Para duas outras faixas, ele chamou mais uma vez Josh Homme, do Queens of the Stone Age, que colabora com as guitarras da instrumental "Chemistry" e os vocais de "Restless", a faixa mais predominantemente rock e que até funciona bem, mas não evita a sensação de "já ouvi isso antes". O segundo nome mais conhecido do disco é também o mais surpreendente. Depois de tanto cantar Doors por aí, parece que Ian Astbury gostou de explorar seus tons mais graves e é assim que ele canta a bela e quase sombria "When Things Explode", que fecha o disco em grande estilo (Astbury também canta em "Burn My Shadow", que não está no disco mas pode ser ouvida no site da banda e foi lançada como single).

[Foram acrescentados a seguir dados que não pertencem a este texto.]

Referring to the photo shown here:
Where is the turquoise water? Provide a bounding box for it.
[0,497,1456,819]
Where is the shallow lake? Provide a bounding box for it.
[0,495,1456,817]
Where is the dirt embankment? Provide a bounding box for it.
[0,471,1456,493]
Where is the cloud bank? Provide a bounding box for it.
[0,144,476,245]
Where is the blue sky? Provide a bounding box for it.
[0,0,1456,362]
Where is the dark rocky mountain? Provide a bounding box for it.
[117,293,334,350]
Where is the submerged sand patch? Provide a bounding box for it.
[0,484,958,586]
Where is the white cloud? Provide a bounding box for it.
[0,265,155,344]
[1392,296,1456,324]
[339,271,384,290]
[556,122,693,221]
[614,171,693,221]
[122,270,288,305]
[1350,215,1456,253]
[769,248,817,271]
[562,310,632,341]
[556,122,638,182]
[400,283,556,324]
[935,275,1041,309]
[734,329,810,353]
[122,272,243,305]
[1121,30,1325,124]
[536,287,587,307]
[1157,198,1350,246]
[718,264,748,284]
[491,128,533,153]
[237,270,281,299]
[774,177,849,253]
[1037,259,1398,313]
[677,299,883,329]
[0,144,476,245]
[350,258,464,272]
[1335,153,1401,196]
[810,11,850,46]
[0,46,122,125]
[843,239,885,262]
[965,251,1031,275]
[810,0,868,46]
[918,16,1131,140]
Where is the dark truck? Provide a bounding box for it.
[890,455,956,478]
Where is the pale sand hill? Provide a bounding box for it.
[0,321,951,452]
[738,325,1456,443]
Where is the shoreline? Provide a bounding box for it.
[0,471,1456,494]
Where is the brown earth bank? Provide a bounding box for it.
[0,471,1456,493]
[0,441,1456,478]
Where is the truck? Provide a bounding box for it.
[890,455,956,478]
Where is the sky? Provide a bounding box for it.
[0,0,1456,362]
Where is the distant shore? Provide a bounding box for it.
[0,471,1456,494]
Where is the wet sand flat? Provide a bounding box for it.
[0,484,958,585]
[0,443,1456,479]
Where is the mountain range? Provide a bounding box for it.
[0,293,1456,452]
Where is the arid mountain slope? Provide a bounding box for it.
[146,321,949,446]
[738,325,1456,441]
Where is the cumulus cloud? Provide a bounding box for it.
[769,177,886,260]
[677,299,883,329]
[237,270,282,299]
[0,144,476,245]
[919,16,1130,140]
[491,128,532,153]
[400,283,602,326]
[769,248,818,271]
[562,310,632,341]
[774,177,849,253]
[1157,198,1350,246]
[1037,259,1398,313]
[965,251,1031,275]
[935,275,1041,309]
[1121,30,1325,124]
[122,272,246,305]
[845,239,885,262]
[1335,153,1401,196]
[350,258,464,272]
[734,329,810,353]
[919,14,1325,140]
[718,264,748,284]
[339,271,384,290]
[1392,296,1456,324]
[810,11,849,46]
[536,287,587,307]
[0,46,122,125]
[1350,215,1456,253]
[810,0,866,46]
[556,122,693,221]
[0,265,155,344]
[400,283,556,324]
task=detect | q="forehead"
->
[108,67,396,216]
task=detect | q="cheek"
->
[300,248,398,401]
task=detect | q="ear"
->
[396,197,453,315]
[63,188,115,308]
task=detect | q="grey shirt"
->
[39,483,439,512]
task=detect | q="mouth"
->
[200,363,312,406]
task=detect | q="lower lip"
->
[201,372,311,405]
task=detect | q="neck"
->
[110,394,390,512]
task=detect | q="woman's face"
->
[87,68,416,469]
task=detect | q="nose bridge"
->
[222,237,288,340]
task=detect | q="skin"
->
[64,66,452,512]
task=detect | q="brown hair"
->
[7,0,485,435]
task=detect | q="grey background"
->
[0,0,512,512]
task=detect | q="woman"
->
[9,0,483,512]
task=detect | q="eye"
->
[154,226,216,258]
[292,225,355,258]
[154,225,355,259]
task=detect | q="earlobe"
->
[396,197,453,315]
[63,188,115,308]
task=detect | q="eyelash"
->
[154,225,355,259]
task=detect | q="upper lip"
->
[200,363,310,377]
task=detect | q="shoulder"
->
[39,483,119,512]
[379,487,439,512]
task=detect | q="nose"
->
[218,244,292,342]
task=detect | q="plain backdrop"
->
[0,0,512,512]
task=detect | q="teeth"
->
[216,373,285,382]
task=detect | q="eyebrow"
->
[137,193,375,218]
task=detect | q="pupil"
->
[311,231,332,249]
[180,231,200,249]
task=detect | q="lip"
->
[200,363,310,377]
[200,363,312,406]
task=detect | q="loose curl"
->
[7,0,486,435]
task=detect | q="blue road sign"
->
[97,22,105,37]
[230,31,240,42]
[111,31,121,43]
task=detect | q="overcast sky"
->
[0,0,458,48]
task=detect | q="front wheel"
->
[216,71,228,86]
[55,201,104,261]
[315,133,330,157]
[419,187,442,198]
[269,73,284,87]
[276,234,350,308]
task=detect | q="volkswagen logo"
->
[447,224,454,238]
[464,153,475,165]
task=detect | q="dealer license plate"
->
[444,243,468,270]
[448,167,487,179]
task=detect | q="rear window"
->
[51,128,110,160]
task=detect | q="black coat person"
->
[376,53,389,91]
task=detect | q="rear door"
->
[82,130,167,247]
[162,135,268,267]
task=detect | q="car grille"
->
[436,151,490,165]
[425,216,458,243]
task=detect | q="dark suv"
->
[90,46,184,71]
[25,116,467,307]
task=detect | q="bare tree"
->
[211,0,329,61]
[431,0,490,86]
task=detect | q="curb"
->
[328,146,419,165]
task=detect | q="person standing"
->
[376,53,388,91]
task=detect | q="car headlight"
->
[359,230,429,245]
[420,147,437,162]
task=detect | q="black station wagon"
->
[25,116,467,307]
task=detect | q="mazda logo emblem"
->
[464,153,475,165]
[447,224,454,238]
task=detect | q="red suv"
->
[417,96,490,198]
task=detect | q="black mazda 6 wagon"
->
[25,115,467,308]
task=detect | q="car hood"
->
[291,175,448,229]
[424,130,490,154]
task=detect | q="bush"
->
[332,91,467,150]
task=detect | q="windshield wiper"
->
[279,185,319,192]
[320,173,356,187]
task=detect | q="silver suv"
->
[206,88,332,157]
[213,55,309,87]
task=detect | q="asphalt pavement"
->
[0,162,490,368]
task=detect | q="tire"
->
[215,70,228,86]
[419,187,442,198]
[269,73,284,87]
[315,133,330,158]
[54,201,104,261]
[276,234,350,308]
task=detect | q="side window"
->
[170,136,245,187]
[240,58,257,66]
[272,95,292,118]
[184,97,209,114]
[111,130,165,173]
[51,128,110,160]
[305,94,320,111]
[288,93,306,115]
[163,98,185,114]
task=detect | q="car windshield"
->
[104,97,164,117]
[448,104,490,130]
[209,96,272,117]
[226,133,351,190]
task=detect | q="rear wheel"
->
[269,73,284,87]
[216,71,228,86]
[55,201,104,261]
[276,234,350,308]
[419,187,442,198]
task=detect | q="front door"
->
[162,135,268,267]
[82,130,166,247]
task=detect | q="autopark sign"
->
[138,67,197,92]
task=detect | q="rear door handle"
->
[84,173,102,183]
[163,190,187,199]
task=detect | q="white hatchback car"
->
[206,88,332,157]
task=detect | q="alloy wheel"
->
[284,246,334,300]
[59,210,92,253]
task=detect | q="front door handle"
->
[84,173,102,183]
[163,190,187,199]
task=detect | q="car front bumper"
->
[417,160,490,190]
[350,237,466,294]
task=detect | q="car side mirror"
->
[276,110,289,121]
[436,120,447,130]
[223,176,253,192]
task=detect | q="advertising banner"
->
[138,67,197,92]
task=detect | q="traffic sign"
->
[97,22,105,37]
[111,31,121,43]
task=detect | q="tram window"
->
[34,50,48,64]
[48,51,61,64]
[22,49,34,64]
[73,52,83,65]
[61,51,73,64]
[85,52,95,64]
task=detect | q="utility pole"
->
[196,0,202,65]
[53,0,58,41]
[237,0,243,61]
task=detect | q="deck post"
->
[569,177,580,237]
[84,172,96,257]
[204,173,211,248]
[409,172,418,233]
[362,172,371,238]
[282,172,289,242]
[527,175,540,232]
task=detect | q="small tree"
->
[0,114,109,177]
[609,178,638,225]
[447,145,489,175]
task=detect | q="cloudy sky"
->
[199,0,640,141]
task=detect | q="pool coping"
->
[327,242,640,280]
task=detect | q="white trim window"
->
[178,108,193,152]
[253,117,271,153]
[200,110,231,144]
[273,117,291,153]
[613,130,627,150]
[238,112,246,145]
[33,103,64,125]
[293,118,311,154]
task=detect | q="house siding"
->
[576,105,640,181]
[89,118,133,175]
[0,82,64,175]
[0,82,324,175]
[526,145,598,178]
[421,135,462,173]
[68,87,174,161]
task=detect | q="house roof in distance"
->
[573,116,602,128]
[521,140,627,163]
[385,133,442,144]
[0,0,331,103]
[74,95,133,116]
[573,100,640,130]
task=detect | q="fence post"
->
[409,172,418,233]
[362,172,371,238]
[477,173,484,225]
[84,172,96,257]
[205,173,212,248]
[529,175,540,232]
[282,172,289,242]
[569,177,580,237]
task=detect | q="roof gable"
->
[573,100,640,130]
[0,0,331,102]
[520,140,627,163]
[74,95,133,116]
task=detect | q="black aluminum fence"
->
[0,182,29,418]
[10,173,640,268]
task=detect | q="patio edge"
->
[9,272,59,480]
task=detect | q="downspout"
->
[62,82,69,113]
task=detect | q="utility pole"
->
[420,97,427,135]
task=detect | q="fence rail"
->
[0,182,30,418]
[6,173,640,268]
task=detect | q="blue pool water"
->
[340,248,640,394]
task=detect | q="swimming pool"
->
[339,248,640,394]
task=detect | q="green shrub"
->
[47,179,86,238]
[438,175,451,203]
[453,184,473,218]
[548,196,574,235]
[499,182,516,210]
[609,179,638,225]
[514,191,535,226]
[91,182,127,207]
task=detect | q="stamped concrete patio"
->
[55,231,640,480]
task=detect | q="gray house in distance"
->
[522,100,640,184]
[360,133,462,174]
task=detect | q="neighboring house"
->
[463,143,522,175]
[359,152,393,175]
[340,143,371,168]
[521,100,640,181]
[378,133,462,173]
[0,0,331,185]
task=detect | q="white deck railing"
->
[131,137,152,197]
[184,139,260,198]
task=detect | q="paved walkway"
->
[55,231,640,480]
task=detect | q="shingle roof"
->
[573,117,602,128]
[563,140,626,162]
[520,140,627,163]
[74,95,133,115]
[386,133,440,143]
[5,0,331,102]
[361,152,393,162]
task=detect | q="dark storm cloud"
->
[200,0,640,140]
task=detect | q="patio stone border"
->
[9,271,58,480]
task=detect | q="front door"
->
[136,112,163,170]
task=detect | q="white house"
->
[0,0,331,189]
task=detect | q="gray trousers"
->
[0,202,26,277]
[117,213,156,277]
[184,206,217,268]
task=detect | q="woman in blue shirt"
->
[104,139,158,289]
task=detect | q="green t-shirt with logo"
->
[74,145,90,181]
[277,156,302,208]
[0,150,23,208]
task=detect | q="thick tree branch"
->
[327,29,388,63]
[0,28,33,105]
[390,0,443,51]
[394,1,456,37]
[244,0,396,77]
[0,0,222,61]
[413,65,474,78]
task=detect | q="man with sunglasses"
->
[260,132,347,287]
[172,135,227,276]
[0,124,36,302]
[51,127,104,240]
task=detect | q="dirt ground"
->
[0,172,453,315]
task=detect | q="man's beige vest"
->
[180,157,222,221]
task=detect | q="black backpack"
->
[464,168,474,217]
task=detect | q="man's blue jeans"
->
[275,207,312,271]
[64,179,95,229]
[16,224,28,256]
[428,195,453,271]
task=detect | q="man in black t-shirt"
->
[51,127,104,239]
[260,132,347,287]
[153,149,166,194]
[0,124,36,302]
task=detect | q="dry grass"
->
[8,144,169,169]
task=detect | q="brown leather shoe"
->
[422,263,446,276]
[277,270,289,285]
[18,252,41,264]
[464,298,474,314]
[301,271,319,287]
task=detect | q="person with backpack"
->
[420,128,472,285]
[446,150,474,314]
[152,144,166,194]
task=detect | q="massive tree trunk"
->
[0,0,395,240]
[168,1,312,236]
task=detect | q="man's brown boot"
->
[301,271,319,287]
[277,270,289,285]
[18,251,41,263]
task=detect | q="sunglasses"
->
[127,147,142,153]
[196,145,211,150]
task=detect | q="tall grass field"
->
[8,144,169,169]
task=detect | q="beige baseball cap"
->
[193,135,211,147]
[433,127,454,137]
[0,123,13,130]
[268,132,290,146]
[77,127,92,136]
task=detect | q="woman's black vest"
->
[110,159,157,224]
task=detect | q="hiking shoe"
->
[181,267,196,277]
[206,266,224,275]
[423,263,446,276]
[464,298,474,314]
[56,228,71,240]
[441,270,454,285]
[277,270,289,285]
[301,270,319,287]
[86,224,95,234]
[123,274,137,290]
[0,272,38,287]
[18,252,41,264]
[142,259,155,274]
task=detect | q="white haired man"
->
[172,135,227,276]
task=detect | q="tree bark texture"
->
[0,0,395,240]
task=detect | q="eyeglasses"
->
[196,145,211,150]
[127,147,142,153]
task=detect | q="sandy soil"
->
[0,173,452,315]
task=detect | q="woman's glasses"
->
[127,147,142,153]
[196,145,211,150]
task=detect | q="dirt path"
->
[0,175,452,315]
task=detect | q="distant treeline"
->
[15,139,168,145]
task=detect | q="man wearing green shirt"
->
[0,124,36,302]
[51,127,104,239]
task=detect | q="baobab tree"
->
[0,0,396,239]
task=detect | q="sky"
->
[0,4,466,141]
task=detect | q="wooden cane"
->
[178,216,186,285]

Mas, antes disso, ainda há espaço para mais gente. 3D, do Massive Attack, dá um clima quase etéreo a "Twilight", lembrando alguns dos melhores momentos de sua banda de origem (clima que aparece também em "Price You Pay", os seis minutos mais ambient do disco). E até os menos célebres fazem bonito. A banda inglesa The Duke Spirit empresta a sua inspirada vocalista Liela Moss e suas poderosas guitarras a "May Day" e o também inglês Gavin Clark (quem?), ex-Sunhouse e ex-Clayhill dá um ar retrô a "Keys to the Kingdom" e "Broken", essa última praticamente uma relíquia arqueológica escavada de algum lugar dos anos 80. Até a voz do sujeito – que atualmente em carreira solo grava uns folks nada demais – soa nostálgica, quase um Jimmy Somerville sem afetação. Já os californianos do Autolux não acrescentam muito, com a bonitinha mas facilmente esquecível "Persons & Machinery".

Pra quem pretende investir, vale a pena gastar uns dólares extras na versão especial, que vem com um segundo disco, com as versões instrumentais de todas as faixas e um lindo livreto de 50 páginas que inclui pinturas feitas por 3D – também autor da capa – especialmente para o disco. O site Sleevage publicou algumas das fotos.